A good starting point is, based on the previous results and in case you noticed overfitting, change the number of epochs to some number before the overfitting.

In [None]:
# second model
model2 = models.Sequential()
model2.add(layers.Dense(64, activation='relu', input_shape=(10000,)))
model2.add(layers.Dense(64, activation='relu'))
model2.add(layers.Dense(46, activation='softmax'))

# replace @OPT by any available optimizer
# https://keras.io/api/optimizers/
model2.compile(optimizer='@OPT',
              loss='categorical_crossentropy',
              metrics=['accuracy'])

# replace @EPO by the number of epochs you want to try
history2 = model2.fit(partial_x_train,
                     partial_y_train,
                     epochs=@EPO,
                     batch_size=512,
                     validation_data=(x_val, y_val))

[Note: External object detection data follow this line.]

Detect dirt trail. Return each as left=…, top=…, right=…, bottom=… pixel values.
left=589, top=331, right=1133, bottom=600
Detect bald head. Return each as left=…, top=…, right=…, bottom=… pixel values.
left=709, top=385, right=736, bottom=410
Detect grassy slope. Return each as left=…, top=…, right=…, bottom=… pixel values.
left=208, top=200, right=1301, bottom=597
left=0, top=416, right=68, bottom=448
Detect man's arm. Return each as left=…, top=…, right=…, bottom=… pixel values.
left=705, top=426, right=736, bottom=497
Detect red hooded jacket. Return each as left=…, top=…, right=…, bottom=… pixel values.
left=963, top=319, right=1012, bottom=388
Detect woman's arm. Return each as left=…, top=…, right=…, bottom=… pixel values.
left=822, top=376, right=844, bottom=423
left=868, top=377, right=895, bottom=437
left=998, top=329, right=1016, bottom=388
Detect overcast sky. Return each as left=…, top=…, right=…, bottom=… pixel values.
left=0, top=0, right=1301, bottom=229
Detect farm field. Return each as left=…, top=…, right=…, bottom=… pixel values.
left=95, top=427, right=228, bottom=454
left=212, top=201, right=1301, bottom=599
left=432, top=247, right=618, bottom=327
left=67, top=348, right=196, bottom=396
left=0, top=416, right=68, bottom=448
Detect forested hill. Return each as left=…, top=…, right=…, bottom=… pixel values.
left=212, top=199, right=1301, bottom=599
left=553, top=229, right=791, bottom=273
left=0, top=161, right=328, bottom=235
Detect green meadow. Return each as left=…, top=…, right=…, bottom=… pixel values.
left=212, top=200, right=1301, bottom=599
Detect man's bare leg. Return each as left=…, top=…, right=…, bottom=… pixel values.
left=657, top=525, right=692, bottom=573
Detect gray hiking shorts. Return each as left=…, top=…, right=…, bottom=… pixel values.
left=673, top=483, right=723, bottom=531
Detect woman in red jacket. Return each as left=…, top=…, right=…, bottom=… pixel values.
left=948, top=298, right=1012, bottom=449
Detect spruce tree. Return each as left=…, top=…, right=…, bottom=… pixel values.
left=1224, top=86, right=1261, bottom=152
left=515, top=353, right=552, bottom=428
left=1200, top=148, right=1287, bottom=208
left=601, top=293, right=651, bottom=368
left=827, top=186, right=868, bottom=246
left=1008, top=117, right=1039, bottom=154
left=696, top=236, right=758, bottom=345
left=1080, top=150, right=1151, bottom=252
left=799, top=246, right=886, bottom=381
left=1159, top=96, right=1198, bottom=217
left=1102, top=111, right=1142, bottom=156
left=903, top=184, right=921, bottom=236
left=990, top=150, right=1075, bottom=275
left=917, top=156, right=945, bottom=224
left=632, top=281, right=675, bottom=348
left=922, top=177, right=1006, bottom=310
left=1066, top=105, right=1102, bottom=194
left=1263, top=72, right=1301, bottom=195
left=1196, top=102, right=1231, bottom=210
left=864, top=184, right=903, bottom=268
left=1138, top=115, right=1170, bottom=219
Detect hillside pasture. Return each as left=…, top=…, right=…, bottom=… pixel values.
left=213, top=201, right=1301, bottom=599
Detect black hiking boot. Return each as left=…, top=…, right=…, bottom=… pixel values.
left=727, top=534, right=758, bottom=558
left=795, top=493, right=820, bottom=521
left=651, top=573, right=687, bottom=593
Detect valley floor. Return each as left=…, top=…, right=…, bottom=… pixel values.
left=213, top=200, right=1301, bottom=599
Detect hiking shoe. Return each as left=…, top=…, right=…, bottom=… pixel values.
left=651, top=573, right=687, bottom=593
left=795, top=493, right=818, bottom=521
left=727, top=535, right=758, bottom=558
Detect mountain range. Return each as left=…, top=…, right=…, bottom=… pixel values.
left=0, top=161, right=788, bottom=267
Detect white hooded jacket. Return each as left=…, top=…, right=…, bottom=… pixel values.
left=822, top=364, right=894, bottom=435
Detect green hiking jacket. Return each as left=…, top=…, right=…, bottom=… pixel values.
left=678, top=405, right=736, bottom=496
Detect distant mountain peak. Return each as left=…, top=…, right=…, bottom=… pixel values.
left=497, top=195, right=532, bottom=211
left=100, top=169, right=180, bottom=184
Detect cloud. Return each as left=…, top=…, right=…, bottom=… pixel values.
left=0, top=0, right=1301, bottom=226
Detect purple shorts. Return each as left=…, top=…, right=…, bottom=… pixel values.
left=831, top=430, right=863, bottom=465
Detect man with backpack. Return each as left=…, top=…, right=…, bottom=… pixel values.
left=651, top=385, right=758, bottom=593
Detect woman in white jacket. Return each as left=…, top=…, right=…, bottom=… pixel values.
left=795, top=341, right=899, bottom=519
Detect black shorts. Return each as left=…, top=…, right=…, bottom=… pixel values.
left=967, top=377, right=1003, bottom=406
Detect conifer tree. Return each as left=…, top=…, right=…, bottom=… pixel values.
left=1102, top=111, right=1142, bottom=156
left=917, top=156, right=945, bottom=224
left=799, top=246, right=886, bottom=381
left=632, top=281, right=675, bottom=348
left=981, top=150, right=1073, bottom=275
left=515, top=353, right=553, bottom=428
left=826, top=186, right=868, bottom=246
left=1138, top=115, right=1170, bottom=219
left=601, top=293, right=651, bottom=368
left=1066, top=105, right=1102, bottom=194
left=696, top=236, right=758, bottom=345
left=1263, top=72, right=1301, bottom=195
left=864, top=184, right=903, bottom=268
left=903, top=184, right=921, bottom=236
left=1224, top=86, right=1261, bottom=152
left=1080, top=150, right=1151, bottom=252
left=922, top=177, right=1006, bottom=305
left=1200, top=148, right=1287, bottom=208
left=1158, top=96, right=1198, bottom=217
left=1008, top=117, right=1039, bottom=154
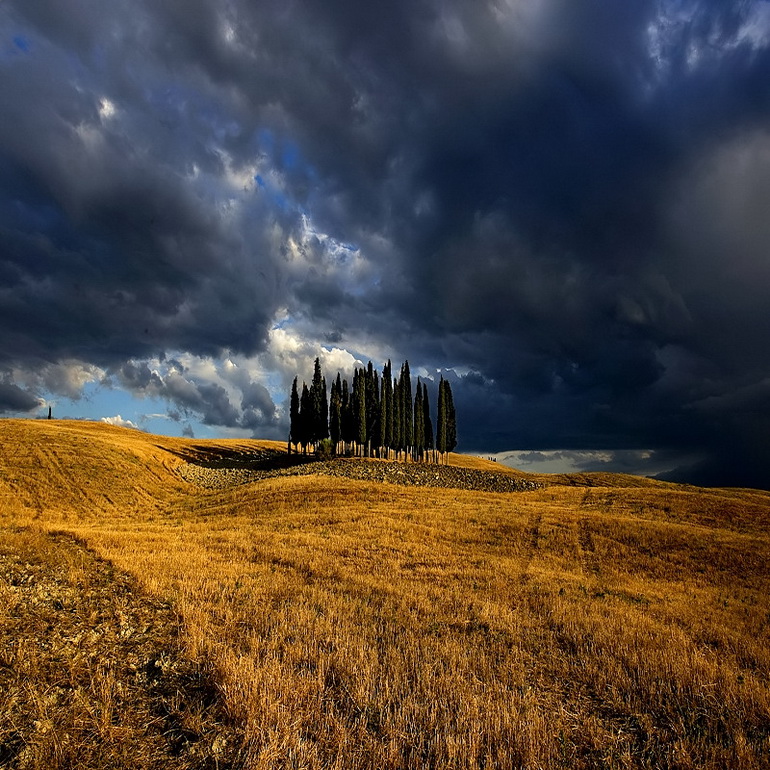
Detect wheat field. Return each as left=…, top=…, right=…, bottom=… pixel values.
left=0, top=420, right=770, bottom=770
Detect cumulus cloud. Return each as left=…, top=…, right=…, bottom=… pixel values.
left=0, top=0, right=770, bottom=484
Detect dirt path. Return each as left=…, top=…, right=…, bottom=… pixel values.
left=0, top=530, right=240, bottom=770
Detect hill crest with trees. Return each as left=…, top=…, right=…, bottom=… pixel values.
left=288, top=358, right=457, bottom=463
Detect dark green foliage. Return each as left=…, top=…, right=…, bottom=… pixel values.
left=422, top=382, right=433, bottom=450
left=413, top=377, right=425, bottom=460
left=353, top=369, right=366, bottom=453
left=289, top=377, right=300, bottom=445
left=444, top=380, right=457, bottom=452
left=399, top=361, right=414, bottom=451
left=289, top=358, right=457, bottom=460
left=310, top=358, right=329, bottom=444
left=299, top=382, right=313, bottom=452
left=436, top=377, right=446, bottom=455
left=329, top=372, right=342, bottom=452
left=342, top=380, right=356, bottom=445
left=390, top=379, right=404, bottom=456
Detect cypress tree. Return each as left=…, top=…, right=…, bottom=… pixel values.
left=289, top=377, right=300, bottom=448
left=364, top=361, right=380, bottom=455
left=413, top=377, right=425, bottom=460
left=353, top=369, right=367, bottom=455
left=341, top=380, right=356, bottom=452
left=391, top=377, right=404, bottom=459
left=422, top=382, right=433, bottom=460
left=329, top=372, right=342, bottom=454
left=310, top=358, right=329, bottom=446
left=436, top=377, right=446, bottom=455
left=299, top=382, right=315, bottom=454
left=444, top=382, right=457, bottom=452
left=401, top=361, right=414, bottom=452
left=380, top=361, right=393, bottom=457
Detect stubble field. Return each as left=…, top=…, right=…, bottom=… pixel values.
left=0, top=420, right=770, bottom=768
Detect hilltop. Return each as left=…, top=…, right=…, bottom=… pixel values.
left=0, top=420, right=770, bottom=769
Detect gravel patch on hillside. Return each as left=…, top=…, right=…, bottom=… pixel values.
left=0, top=530, right=242, bottom=770
left=178, top=459, right=543, bottom=492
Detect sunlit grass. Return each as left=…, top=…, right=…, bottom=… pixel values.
left=2, top=422, right=770, bottom=768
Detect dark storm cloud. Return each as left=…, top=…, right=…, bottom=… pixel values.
left=0, top=0, right=770, bottom=484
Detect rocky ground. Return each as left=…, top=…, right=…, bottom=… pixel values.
left=178, top=450, right=542, bottom=492
left=0, top=530, right=241, bottom=770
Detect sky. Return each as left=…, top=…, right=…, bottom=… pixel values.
left=0, top=0, right=770, bottom=488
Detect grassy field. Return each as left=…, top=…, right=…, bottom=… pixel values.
left=0, top=420, right=770, bottom=770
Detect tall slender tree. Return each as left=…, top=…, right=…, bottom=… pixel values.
left=444, top=380, right=457, bottom=452
left=391, top=377, right=404, bottom=459
left=329, top=372, right=342, bottom=454
left=380, top=360, right=393, bottom=458
left=436, top=377, right=446, bottom=456
left=422, top=382, right=433, bottom=460
left=412, top=377, right=425, bottom=460
left=289, top=377, right=300, bottom=449
left=299, top=382, right=315, bottom=454
left=310, top=358, right=329, bottom=447
left=353, top=369, right=367, bottom=456
left=342, top=380, right=356, bottom=453
left=401, top=361, right=414, bottom=453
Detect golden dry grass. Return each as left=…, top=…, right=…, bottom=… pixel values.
left=0, top=421, right=770, bottom=768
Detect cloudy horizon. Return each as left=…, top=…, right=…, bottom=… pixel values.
left=0, top=0, right=770, bottom=488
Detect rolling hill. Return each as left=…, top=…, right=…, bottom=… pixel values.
left=0, top=420, right=770, bottom=768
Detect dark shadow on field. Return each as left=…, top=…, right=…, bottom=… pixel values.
left=159, top=444, right=316, bottom=471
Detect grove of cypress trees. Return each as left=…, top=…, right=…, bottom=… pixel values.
left=289, top=358, right=457, bottom=462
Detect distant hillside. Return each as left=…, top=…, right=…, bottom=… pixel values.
left=0, top=420, right=770, bottom=770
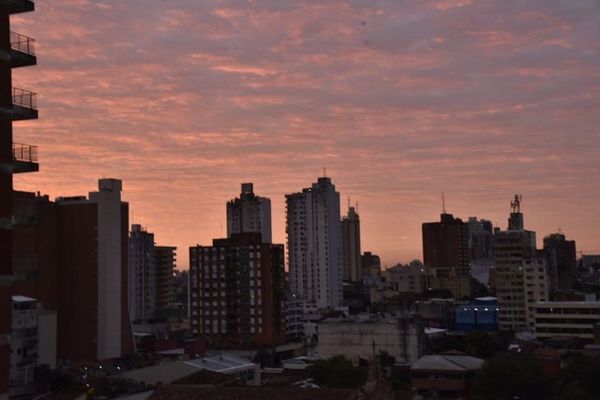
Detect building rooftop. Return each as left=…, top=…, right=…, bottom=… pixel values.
left=410, top=354, right=484, bottom=372
left=149, top=385, right=358, bottom=400
left=121, top=355, right=257, bottom=385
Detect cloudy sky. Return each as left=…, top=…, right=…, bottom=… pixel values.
left=12, top=0, right=600, bottom=267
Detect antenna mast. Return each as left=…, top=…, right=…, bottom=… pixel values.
left=510, top=194, right=523, bottom=213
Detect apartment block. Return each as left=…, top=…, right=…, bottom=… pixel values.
left=190, top=233, right=286, bottom=348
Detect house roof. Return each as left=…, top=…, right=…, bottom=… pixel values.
left=410, top=354, right=484, bottom=372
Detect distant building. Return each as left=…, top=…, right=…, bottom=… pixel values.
left=423, top=213, right=471, bottom=298
left=227, top=183, right=272, bottom=243
left=154, top=246, right=177, bottom=310
left=10, top=296, right=39, bottom=398
left=455, top=297, right=499, bottom=332
left=128, top=224, right=157, bottom=321
left=285, top=177, right=342, bottom=309
left=341, top=207, right=362, bottom=282
left=56, top=179, right=133, bottom=361
left=544, top=233, right=577, bottom=290
left=317, top=316, right=425, bottom=364
left=410, top=354, right=484, bottom=399
left=190, top=233, right=286, bottom=347
left=360, top=251, right=381, bottom=276
left=494, top=195, right=549, bottom=331
left=533, top=301, right=600, bottom=343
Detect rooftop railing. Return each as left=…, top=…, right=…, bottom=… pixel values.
left=13, top=143, right=38, bottom=163
left=12, top=88, right=37, bottom=110
left=10, top=31, right=35, bottom=56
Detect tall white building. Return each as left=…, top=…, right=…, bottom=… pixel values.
left=128, top=224, right=156, bottom=321
left=285, top=177, right=342, bottom=309
left=493, top=196, right=549, bottom=331
left=227, top=183, right=272, bottom=243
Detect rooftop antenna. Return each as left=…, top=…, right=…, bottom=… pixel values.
left=442, top=192, right=446, bottom=214
left=510, top=194, right=522, bottom=213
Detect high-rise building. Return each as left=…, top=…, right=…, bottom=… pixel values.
left=227, top=183, right=272, bottom=243
left=190, top=233, right=286, bottom=347
left=285, top=177, right=342, bottom=309
left=360, top=251, right=381, bottom=276
left=0, top=0, right=39, bottom=400
left=423, top=213, right=471, bottom=297
left=544, top=233, right=577, bottom=290
left=493, top=195, right=549, bottom=331
left=56, top=179, right=133, bottom=361
left=154, top=246, right=177, bottom=310
left=128, top=224, right=157, bottom=321
left=341, top=207, right=362, bottom=282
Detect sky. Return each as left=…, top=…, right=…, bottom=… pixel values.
left=11, top=0, right=600, bottom=268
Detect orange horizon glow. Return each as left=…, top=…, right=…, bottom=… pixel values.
left=11, top=0, right=600, bottom=268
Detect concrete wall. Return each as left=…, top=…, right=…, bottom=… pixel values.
left=317, top=318, right=423, bottom=364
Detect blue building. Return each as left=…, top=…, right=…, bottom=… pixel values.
left=455, top=297, right=498, bottom=332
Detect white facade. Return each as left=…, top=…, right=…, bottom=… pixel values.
left=317, top=317, right=424, bottom=364
left=533, top=301, right=600, bottom=341
left=286, top=177, right=342, bottom=309
left=227, top=183, right=272, bottom=243
left=89, top=179, right=123, bottom=360
left=9, top=296, right=38, bottom=397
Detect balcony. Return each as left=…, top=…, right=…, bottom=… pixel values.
left=13, top=143, right=40, bottom=174
left=0, top=0, right=35, bottom=14
left=11, top=88, right=38, bottom=121
left=10, top=32, right=37, bottom=68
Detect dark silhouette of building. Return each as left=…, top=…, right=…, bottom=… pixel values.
left=13, top=179, right=133, bottom=362
left=0, top=0, right=38, bottom=398
left=154, top=246, right=177, bottom=310
left=227, top=183, right=271, bottom=243
left=340, top=207, right=362, bottom=282
left=423, top=213, right=471, bottom=297
left=190, top=233, right=286, bottom=348
left=544, top=233, right=577, bottom=290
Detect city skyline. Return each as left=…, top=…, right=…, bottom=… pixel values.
left=13, top=0, right=600, bottom=268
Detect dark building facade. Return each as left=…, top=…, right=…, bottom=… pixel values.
left=423, top=213, right=471, bottom=297
left=190, top=233, right=286, bottom=348
left=0, top=0, right=38, bottom=399
left=13, top=179, right=133, bottom=362
left=154, top=246, right=177, bottom=310
left=544, top=233, right=577, bottom=290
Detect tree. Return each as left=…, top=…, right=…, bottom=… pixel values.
left=474, top=354, right=555, bottom=400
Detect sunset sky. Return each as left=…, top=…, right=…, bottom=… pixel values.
left=11, top=0, right=600, bottom=267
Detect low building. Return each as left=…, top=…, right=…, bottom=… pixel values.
left=317, top=315, right=424, bottom=364
left=410, top=354, right=484, bottom=398
left=455, top=297, right=499, bottom=331
left=120, top=354, right=260, bottom=386
left=534, top=301, right=600, bottom=343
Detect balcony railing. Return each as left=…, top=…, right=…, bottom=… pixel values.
left=10, top=31, right=35, bottom=56
left=13, top=143, right=38, bottom=163
left=12, top=88, right=37, bottom=110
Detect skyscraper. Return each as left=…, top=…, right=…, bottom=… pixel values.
left=0, top=0, right=38, bottom=400
left=493, top=195, right=549, bottom=331
left=285, top=177, right=342, bottom=309
left=128, top=224, right=157, bottom=321
left=154, top=246, right=177, bottom=310
left=341, top=207, right=362, bottom=282
left=190, top=233, right=286, bottom=348
left=423, top=213, right=471, bottom=297
left=544, top=233, right=577, bottom=290
left=227, top=183, right=272, bottom=243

# evaluate the model and get the results
results = model2.evaluate(x_test, one_hot_test_labels)

In [None]:
loss = history2.history['loss']
val_loss = history2.history['val_loss']
epochs = range(1, len(loss) + 1)

plt.plot(epochs, loss, 'bo', label='Training loss')
plt.plot(epochs, val_loss, 'b', label='Validation loss')
plt.title('Training and validation loss')
plt.xlabel('Epochs')
plt.ylabel('Loss')
plt.legend()
plt.show()

In [None]:
plt.clf()   # clear figure

acc = history2.history['accuracy']
val_acc = history2.history['val_accuracy']

plt.plot(epochs, acc, 'bo', label='Training acc')
plt.plot(epochs, val_acc, 'b', label='Validation acc')
plt.title('Training and validation accuracy')
plt.xlabel('Epochs')
plt.ylabel('Loss')
plt.legend()
plt.show()

In [None]:
# Checking the final results (loss, accuracy)
results

In [None]:
# OPTIONAL - comparing the model with a random baseline
#import copy

#test_labels_copy = copy.copy(test_labels)
#np.random.shuffle(test_labels_copy)
#float(np.sum(np.array(test_labels) == np.array(test_labels_copy))) / len(test_labels)

### Making predictions

We can compare both models (`model1` and `model2`).

In [None]:
# asking predictions from both models
predictions1 = model1.predict(x_test)
predictions2 = model2.predict(x_test)

In [None]:
predictions1[0].shape

In [None]:
np.sum(predictions1[0])

In [None]:
np.argmax(predictions1[0])

In [None]:
predictions1[0]

In [None]:
# show the inputs and predicted outputs
for i in range(3):
	print("X=%s, Predicted=%s" % (x_test[i], predictions1[i]))

**What happens if we decide for intermediate layers with few hidden units?**

In [None]:
model3 = models.Sequential()
model3.add(layers.Dense(64, activation='relu', input_shape=(10000,)))
model3.add(layers.Dense(4, activation='relu'))
model3.add(layers.Dense(46, activation='softmax'))

model3.compile(optimizer='rmsprop',
               loss='categorical_crossentropy',
               metrics=['accuracy'])

model3.fit(partial_x_train,
           partial_y_train,
           epochs=20,
           batch_size=128,
           validation_data=(x_val, y_val))

In [None]:
results = model.evaluate(x_test, one_hot_test_labels)